= Michael Nobel =

Swedish entrepreneur of Russian origin (1940-2024)

Michael Nobel (/noʊˈbɛl/ noh-BEL, /sv/; 3 February 1940 – 27 November 2024) was a Swedish entrepreneur of Russian origin. He was a member of the Nobel family, a descendant of Ludvig Nobel, a chairman of the Nobel Family Society (1995–2006), a co-founder and chairman of the Nobel Sustainability Trust. Nobel served on several international boards that focus on scientific, medical and charitable initiatives. He promoted energy efficiency and alternative energy technology.

==Early life==
A member of the Nobel-Oleinikoff branch of the Nobel family, Michael Nobel was the grandson of Marta Helena Nobel-Oleinikoff (née Nobel) and the great-grandson of industrialist and humanitarian Ludvig Nobel, the founder of Branobel and one of the world's richest men in his time. Ludvig was also the brother of Alfred Nobel, who invented dynamite and established five prizes in the family name.
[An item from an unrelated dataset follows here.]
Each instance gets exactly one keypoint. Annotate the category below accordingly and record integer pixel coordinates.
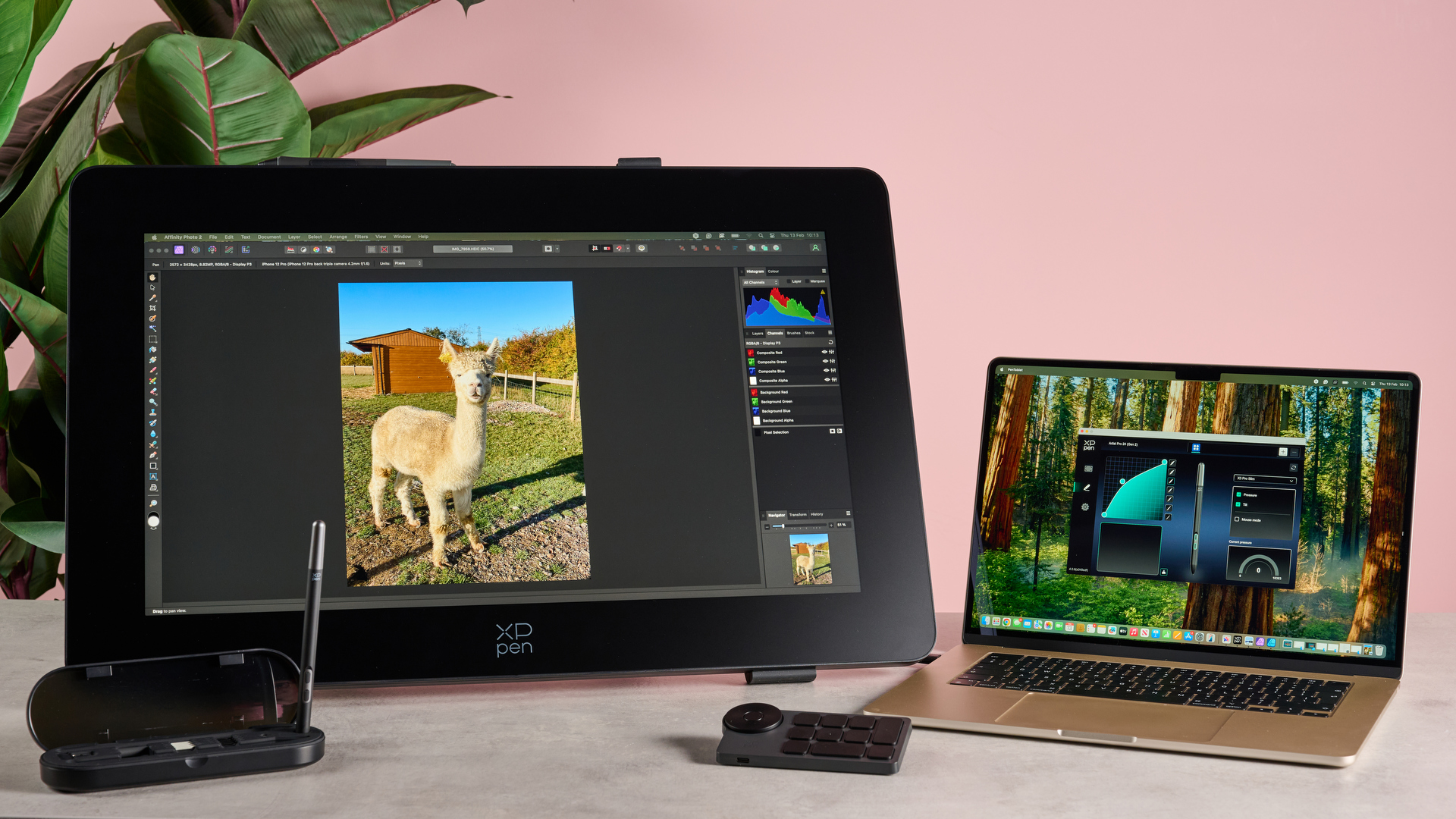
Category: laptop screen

Michael Nobel had a lengthy educational background which began at Harvard Business School in Cambridge, Massachusetts. In 1967, Nobel completed his studies at the Graduate Institute of Communications in Stockholm. Years later, in 1979, Nobel obtained a doctorate in psycho-pedagogy at the University of Lausanne. His thesis evaluated the effectiveness of substance abuse prevention programs in Switzerland

==Career==
Nobel was a consultant on energy issues and gave regular keynote lectures on the subject . Also he was Chairman of the Nobel Sustainability Trust Foundation.

===Board memberships===
Nobel was the chairman or board member of twelve international companies in diagnostics, treatment and information in the field of medicine, most notably as chairman on the Board of Directors, Governors or Scientific Advisors. Nobel also served on several not-for-profit organizations in youth education and development as well as founder and trustee of the Nobel Sustainability Trust Foundation- an organization that bestows scholarships, awards for sustainable energy discoveries and organizes conferences and symposiums in the same field.

==Work history==

===MRI===
In 1980, Nobel participated in the introduction of MRI, a field he worked in for 24 years. Magnetic resonance imaging (MRI) is a technique used in diagnostic imaging to create a detailed visual of internal structures. It provides contrast between the different soft tissues of the body making it especially useful in brain, muscles, heart, and cancer research.

===Social medicine===
Nobel has been a consultant to UNESCO in Paris and the United Nations' Social Affairs Division in Geneva. He also worked for seven years as a researcher in social sciences at the Institute for Mass Communication at the University of Lausanne and at the Department of Social Psychiatry at the Institute of Social and Preventive Medicine in the field of primary drug abuse prevention.

==Honors and awards==
Nobel was awarded the Gusi Peace Prize in 2010, an honor dedicated to "Excellence and distinction to individuals or groups worldwide who have distinguished themselves as brilliant exemplars of society or who contributed toward the attainment of peace and respect for human life and dignity."